Exquisitely low tech on the ground, and a fun, engaging, global exercise. May not be perfect for total population figures, but may identify where undercounting is occurring (and overcounts). A nice image: hundreds of millions of lights at the same time, each representing a single human life, spanning large portions of the globe. The spy satellite folks would get a kick out of it.
perrygeo•1d ago
Given that these regions were clearly valuable real estate - valleys with waterways near urban centers - it's very hard to make the case that these 307 flooded valleys represent all rural areas on earth. It seems like the authors conveniently skip the bias they themselves introduced. A few hundred dam sites are not representative of rural land on earth, and this paper is sketchy AF for trying to make that claim without supporting their assumption.

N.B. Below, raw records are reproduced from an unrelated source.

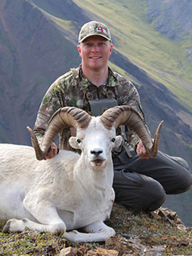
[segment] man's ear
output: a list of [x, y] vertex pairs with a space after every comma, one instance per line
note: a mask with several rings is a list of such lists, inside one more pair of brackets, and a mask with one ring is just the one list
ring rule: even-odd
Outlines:
[[79, 143], [77, 142], [77, 138], [75, 137], [71, 137], [69, 139], [69, 144], [75, 149], [79, 149]]

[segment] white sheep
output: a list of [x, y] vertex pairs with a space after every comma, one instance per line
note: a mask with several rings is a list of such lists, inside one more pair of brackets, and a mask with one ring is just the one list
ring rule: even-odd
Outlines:
[[[4, 231], [28, 228], [76, 242], [113, 236], [114, 230], [103, 221], [110, 217], [114, 199], [111, 151], [122, 142], [116, 136], [121, 124], [132, 127], [149, 152], [156, 154], [159, 135], [154, 146], [142, 119], [127, 106], [110, 109], [97, 117], [75, 107], [60, 109], [41, 147], [28, 128], [38, 159], [43, 159], [55, 136], [69, 127], [76, 129], [70, 144], [81, 149], [81, 154], [60, 150], [54, 159], [38, 161], [33, 147], [0, 144], [0, 219], [9, 220]], [[75, 230], [80, 228], [85, 233]]]

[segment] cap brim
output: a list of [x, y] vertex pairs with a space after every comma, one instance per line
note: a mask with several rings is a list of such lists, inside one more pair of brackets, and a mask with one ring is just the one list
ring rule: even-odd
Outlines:
[[87, 38], [90, 36], [102, 36], [107, 40], [109, 40], [110, 41], [111, 41], [112, 40], [110, 38], [109, 38], [107, 36], [105, 36], [104, 35], [100, 35], [98, 33], [93, 33], [92, 34], [90, 34], [88, 36], [85, 36], [83, 38], [82, 38], [81, 40], [79, 41], [79, 43], [82, 43], [85, 39]]

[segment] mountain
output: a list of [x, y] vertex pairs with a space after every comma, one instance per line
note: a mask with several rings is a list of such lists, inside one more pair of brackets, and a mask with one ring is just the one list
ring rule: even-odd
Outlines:
[[[80, 63], [78, 34], [95, 19], [110, 28], [110, 65], [137, 87], [152, 135], [165, 121], [160, 149], [191, 167], [191, 9], [190, 0], [1, 0], [0, 142], [31, 144], [26, 127], [33, 127], [50, 85]], [[187, 225], [191, 196], [166, 203]]]

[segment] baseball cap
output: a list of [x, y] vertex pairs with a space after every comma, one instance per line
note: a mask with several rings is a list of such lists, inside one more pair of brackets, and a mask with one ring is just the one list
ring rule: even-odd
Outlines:
[[95, 21], [87, 22], [82, 26], [79, 33], [79, 43], [91, 36], [101, 36], [110, 41], [112, 41], [110, 31], [107, 26]]

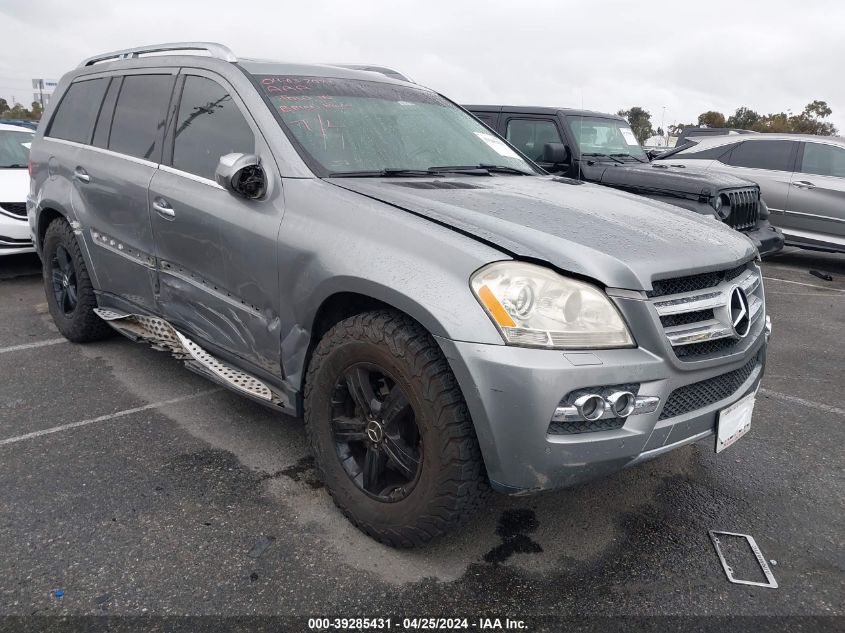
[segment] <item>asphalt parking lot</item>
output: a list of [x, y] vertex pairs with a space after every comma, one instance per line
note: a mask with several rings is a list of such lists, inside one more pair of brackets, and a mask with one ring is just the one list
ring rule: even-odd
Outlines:
[[[2, 615], [845, 615], [845, 256], [764, 264], [774, 334], [735, 446], [497, 495], [421, 551], [341, 516], [299, 420], [121, 337], [61, 339], [37, 265], [0, 261]], [[710, 529], [751, 534], [779, 588], [728, 583]]]

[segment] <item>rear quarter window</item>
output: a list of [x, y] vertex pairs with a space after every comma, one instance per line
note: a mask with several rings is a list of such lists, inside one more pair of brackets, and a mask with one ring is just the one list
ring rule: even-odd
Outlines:
[[792, 171], [796, 143], [793, 141], [743, 141], [725, 160], [734, 167]]
[[90, 143], [94, 122], [97, 120], [108, 85], [107, 77], [72, 83], [56, 108], [47, 136], [77, 143]]
[[117, 97], [109, 149], [158, 162], [173, 75], [127, 75]]

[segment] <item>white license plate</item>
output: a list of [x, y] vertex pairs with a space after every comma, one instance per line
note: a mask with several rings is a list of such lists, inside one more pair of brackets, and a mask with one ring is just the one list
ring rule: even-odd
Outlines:
[[716, 424], [716, 452], [721, 453], [728, 446], [736, 442], [751, 428], [751, 415], [754, 412], [754, 397], [750, 393], [742, 400], [719, 411], [719, 421]]

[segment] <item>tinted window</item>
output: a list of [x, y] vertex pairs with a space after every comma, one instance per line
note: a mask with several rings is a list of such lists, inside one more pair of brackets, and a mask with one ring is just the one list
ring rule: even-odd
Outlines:
[[533, 160], [543, 159], [546, 143], [562, 143], [554, 121], [536, 119], [511, 119], [508, 121], [507, 139], [519, 151]]
[[413, 84], [256, 75], [318, 174], [501, 165], [534, 173], [475, 117]]
[[682, 153], [679, 153], [678, 156], [683, 156], [684, 158], [697, 158], [701, 160], [719, 160], [737, 145], [739, 145], [739, 143], [729, 143], [727, 145], [719, 145], [718, 147], [711, 147], [709, 149], [696, 149], [698, 146], [692, 145], [689, 149], [682, 150]]
[[176, 120], [173, 167], [214, 180], [221, 156], [254, 151], [252, 129], [223, 87], [205, 77], [187, 77]]
[[745, 141], [727, 159], [735, 167], [792, 171], [792, 141]]
[[70, 85], [50, 124], [47, 136], [89, 143], [94, 121], [108, 86], [108, 78], [77, 81]]
[[845, 178], [845, 148], [823, 143], [806, 143], [801, 171], [805, 174]]
[[152, 161], [159, 159], [172, 83], [171, 75], [123, 78], [109, 137], [110, 150]]
[[117, 93], [120, 91], [121, 77], [115, 77], [109, 84], [106, 98], [103, 99], [103, 106], [97, 117], [97, 125], [94, 127], [94, 140], [92, 144], [96, 147], [108, 147], [109, 132], [111, 131], [111, 119], [114, 116], [114, 103], [117, 101]]
[[0, 130], [0, 169], [26, 169], [34, 137], [32, 132]]

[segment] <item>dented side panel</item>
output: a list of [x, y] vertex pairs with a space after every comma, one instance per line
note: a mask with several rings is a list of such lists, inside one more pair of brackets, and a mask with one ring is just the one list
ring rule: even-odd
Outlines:
[[174, 211], [172, 218], [153, 215], [157, 311], [200, 339], [280, 375], [281, 188], [277, 184], [264, 200], [246, 200], [209, 181], [159, 170], [149, 195], [164, 198]]

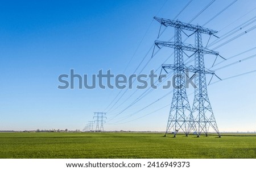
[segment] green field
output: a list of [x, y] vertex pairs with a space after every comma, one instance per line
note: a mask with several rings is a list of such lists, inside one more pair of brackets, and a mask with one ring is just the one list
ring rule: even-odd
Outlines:
[[0, 133], [1, 158], [256, 158], [256, 135]]

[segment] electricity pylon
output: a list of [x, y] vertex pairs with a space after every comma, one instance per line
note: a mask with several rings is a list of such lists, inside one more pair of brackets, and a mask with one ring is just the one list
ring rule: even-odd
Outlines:
[[89, 124], [88, 124], [88, 130], [89, 131], [93, 131], [93, 124], [94, 124], [94, 122], [93, 121], [89, 121]]
[[[165, 42], [156, 41], [155, 44], [167, 46], [174, 48], [174, 65], [171, 68], [174, 70], [174, 96], [172, 97], [171, 109], [166, 127], [166, 134], [172, 130], [174, 136], [181, 130], [186, 136], [189, 132], [189, 118], [191, 117], [191, 110], [186, 93], [185, 72], [183, 69], [183, 52], [181, 48], [181, 29], [175, 27], [175, 42], [173, 47], [168, 45]], [[164, 68], [163, 68], [164, 69]]]
[[195, 117], [197, 137], [203, 132], [207, 136], [210, 127], [212, 127], [220, 137], [213, 111], [207, 94], [207, 84], [205, 77], [204, 53], [202, 52], [203, 43], [201, 34], [196, 31], [195, 34], [195, 67], [197, 71], [197, 76], [195, 77], [195, 98], [193, 103], [192, 113]]
[[[104, 131], [104, 128], [103, 127], [103, 124], [104, 122], [106, 122], [104, 121], [104, 119], [106, 119], [106, 113], [103, 112], [94, 112], [95, 117], [93, 117], [93, 118], [96, 118], [96, 121], [94, 121], [94, 122], [96, 122], [96, 128], [95, 130], [96, 131]], [[101, 126], [100, 128], [99, 122], [101, 122]]]
[[[200, 136], [202, 132], [204, 132], [207, 136], [210, 126], [220, 137], [208, 97], [205, 78], [205, 74], [207, 73], [211, 74], [213, 76], [215, 74], [213, 71], [205, 68], [204, 61], [204, 53], [215, 55], [216, 57], [219, 56], [219, 55], [217, 52], [203, 47], [201, 38], [201, 34], [215, 36], [214, 34], [217, 32], [209, 28], [203, 28], [200, 26], [193, 25], [177, 20], [172, 20], [157, 17], [154, 17], [154, 19], [160, 23], [161, 24], [166, 27], [171, 26], [175, 28], [175, 40], [174, 42], [155, 42], [155, 44], [159, 47], [159, 45], [162, 45], [174, 48], [175, 49], [174, 64], [163, 64], [162, 65], [162, 68], [164, 69], [165, 68], [169, 68], [174, 70], [174, 76], [177, 76], [177, 77], [176, 79], [174, 78], [174, 85], [178, 83], [179, 85], [183, 85], [183, 87], [185, 87], [185, 82], [183, 80], [184, 80], [184, 71], [185, 69], [188, 69], [190, 72], [195, 73], [196, 75], [195, 98], [192, 111], [190, 110], [190, 106], [189, 106], [185, 89], [183, 89], [181, 87], [182, 90], [178, 90], [175, 89], [175, 86], [174, 86], [174, 97], [166, 135], [170, 130], [170, 127], [174, 127], [174, 136], [176, 136], [176, 134], [180, 128], [181, 128], [185, 132], [186, 136], [192, 129], [197, 132], [198, 137]], [[193, 31], [193, 33], [189, 36], [195, 34], [195, 45], [192, 44], [184, 44], [182, 43], [181, 38], [181, 31], [183, 32], [182, 30]], [[183, 60], [183, 50], [194, 52], [195, 67], [184, 65]], [[177, 61], [177, 60], [178, 61]], [[189, 115], [187, 117], [185, 116], [186, 110], [190, 111]], [[197, 115], [194, 117], [193, 115], [195, 114]], [[185, 127], [186, 125], [187, 127]], [[176, 128], [177, 127], [178, 127], [177, 128]]]

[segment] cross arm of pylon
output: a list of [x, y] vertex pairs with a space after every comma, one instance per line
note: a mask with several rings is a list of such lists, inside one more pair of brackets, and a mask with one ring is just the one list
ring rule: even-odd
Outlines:
[[163, 64], [162, 65], [162, 69], [170, 69], [172, 70], [177, 70], [180, 71], [184, 71], [185, 70], [188, 71], [190, 72], [195, 73], [205, 73], [205, 74], [214, 74], [214, 72], [213, 71], [209, 70], [208, 69], [205, 69], [204, 71], [199, 71], [196, 69], [192, 65], [186, 65], [183, 64], [180, 66], [176, 66], [174, 64]]
[[184, 23], [179, 20], [174, 20], [168, 19], [158, 18], [156, 16], [154, 17], [154, 19], [166, 27], [170, 26], [173, 27], [179, 27], [183, 30], [187, 30], [193, 32], [199, 32], [200, 33], [209, 35], [212, 35], [213, 34], [218, 32], [218, 31], [214, 31], [207, 28], [204, 28], [200, 26]]
[[162, 42], [162, 41], [155, 41], [155, 44], [160, 48], [159, 46], [164, 46], [170, 48], [180, 48], [183, 50], [189, 51], [192, 52], [198, 52], [214, 55], [218, 55], [218, 52], [214, 51], [209, 49], [207, 48], [201, 47], [199, 49], [191, 44], [185, 44], [183, 43], [176, 43], [175, 42]]

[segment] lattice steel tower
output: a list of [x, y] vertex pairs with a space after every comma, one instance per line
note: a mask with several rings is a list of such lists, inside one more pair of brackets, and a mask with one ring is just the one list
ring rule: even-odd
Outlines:
[[220, 137], [218, 126], [207, 94], [202, 35], [199, 31], [196, 32], [195, 43], [195, 48], [197, 49], [195, 55], [195, 68], [197, 71], [196, 72], [197, 73], [197, 76], [195, 77], [195, 85], [197, 88], [195, 89], [192, 114], [194, 115], [197, 115], [195, 117], [195, 121], [197, 137], [199, 137], [203, 132], [207, 136], [210, 127], [212, 127]]
[[[106, 113], [103, 112], [94, 112], [94, 115], [96, 115], [96, 117], [93, 117], [93, 118], [96, 118], [96, 121], [94, 122], [96, 122], [96, 128], [95, 130], [96, 131], [104, 131], [104, 127], [103, 127], [103, 124], [105, 121], [104, 121], [104, 119], [106, 119]], [[101, 127], [100, 127], [99, 126], [99, 122], [101, 122]]]
[[[157, 19], [156, 19], [158, 20]], [[166, 127], [166, 134], [170, 130], [174, 132], [176, 137], [177, 132], [181, 130], [186, 136], [189, 132], [191, 126], [189, 119], [193, 118], [191, 110], [186, 93], [185, 82], [185, 70], [183, 63], [183, 51], [182, 49], [181, 28], [179, 24], [174, 24], [175, 35], [175, 42], [171, 45], [168, 42], [156, 41], [156, 45], [166, 46], [174, 48], [174, 64], [168, 68], [174, 70], [174, 96]]]
[[[204, 61], [204, 53], [215, 55], [217, 56], [218, 55], [218, 52], [203, 47], [201, 38], [202, 33], [214, 35], [217, 31], [177, 20], [171, 20], [157, 17], [154, 17], [154, 19], [160, 22], [161, 24], [175, 28], [174, 42], [155, 42], [155, 44], [158, 47], [160, 45], [174, 48], [174, 65], [163, 64], [162, 68], [174, 70], [174, 76], [177, 77], [173, 78], [175, 80], [174, 85], [177, 84], [180, 86], [180, 88], [177, 89], [174, 86], [174, 96], [166, 135], [171, 128], [173, 128], [175, 133], [174, 136], [176, 136], [176, 133], [180, 129], [185, 132], [186, 136], [192, 130], [196, 131], [198, 137], [202, 132], [204, 132], [207, 136], [210, 126], [220, 136], [208, 97], [205, 78], [205, 74], [214, 75], [214, 73], [213, 71], [205, 68]], [[195, 45], [185, 44], [182, 43], [181, 31], [183, 29], [193, 31], [193, 33], [191, 35], [195, 34]], [[186, 66], [183, 64], [183, 50], [195, 53], [195, 67]], [[195, 77], [195, 98], [192, 111], [185, 92], [184, 71], [186, 69], [194, 72], [196, 76]], [[193, 117], [193, 115], [195, 114], [196, 116]]]

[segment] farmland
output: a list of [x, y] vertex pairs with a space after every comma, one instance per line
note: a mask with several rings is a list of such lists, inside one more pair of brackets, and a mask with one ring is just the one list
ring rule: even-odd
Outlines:
[[256, 135], [2, 132], [0, 158], [256, 158]]

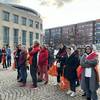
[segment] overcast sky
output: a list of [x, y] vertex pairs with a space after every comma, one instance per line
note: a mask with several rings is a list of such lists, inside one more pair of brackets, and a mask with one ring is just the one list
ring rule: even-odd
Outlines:
[[0, 0], [20, 1], [38, 11], [44, 29], [100, 18], [100, 0]]

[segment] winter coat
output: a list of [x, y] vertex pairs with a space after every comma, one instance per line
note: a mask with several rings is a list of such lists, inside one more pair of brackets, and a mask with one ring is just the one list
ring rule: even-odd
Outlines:
[[26, 65], [26, 58], [27, 58], [27, 54], [25, 51], [21, 51], [20, 52], [20, 56], [19, 56], [19, 66], [25, 66]]
[[57, 59], [57, 62], [60, 63], [60, 69], [63, 69], [64, 66], [66, 65], [67, 58], [68, 58], [68, 56], [67, 56], [65, 47], [63, 49], [59, 49], [59, 51], [56, 55], [56, 59]]
[[32, 51], [29, 53], [30, 56], [32, 57], [32, 67], [37, 67], [37, 55], [38, 52], [40, 51], [39, 46], [34, 46]]
[[79, 57], [72, 53], [71, 56], [68, 57], [66, 62], [66, 67], [64, 68], [64, 76], [69, 81], [70, 80], [76, 80], [77, 79], [77, 67], [80, 65]]
[[39, 52], [39, 61], [38, 65], [48, 65], [48, 50], [47, 49], [42, 49]]
[[86, 54], [83, 55], [80, 64], [83, 68], [83, 72], [81, 74], [81, 88], [85, 91], [86, 90], [86, 83], [85, 83], [85, 68], [91, 68], [91, 77], [90, 77], [90, 90], [95, 91], [99, 87], [99, 82], [98, 82], [98, 74], [95, 70], [96, 65], [98, 64], [97, 59], [92, 59], [92, 60], [86, 60]]

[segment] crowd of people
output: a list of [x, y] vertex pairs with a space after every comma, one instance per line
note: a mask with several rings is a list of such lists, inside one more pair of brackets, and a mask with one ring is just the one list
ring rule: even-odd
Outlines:
[[[70, 88], [66, 92], [68, 95], [74, 97], [76, 87], [80, 85], [84, 91], [82, 96], [86, 96], [86, 100], [98, 100], [98, 55], [92, 46], [73, 48], [60, 43], [55, 58], [53, 51], [52, 53], [51, 51], [47, 45], [40, 45], [37, 41], [28, 49], [21, 44], [16, 46], [13, 53], [14, 65], [17, 69], [17, 81], [21, 83], [20, 86], [26, 86], [27, 70], [30, 70], [32, 88], [37, 88], [38, 82], [48, 84], [48, 70], [56, 61], [58, 65], [57, 83], [60, 83], [62, 75], [69, 81]], [[3, 68], [11, 66], [11, 49], [9, 46], [0, 50], [0, 62], [2, 62]], [[77, 75], [79, 67], [81, 69], [81, 78]]]
[[11, 66], [11, 49], [9, 45], [0, 49], [0, 63], [4, 69]]
[[[76, 87], [80, 84], [84, 91], [82, 96], [86, 96], [86, 100], [98, 100], [97, 89], [99, 88], [99, 74], [97, 70], [98, 55], [93, 50], [92, 46], [86, 46], [84, 49], [65, 47], [60, 44], [60, 49], [57, 53], [58, 67], [57, 82], [60, 83], [60, 77], [64, 77], [70, 83], [70, 89], [67, 94], [71, 97], [76, 95]], [[78, 77], [77, 69], [80, 67], [80, 76]]]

Furthermore, and this might be more a chip on my personal shoulder, they fail to outline their methods or do adequate sensitivity analysis. The vector footprint of the reservoirs and the raster population grid are disparate data models and there are many different approaches for determining their overlap. Do you include the center of the cell? Only 50% coverage? Any coverage? 100% coverage only? How are the data reprojected to align spatially? And given the coarse resolution and spatial arrangement (fractal coastlines, high perimeter:area), those details are not just GIS nerdery, they have massive impacts on the results. At least the code is available so it could potentially be reviewed.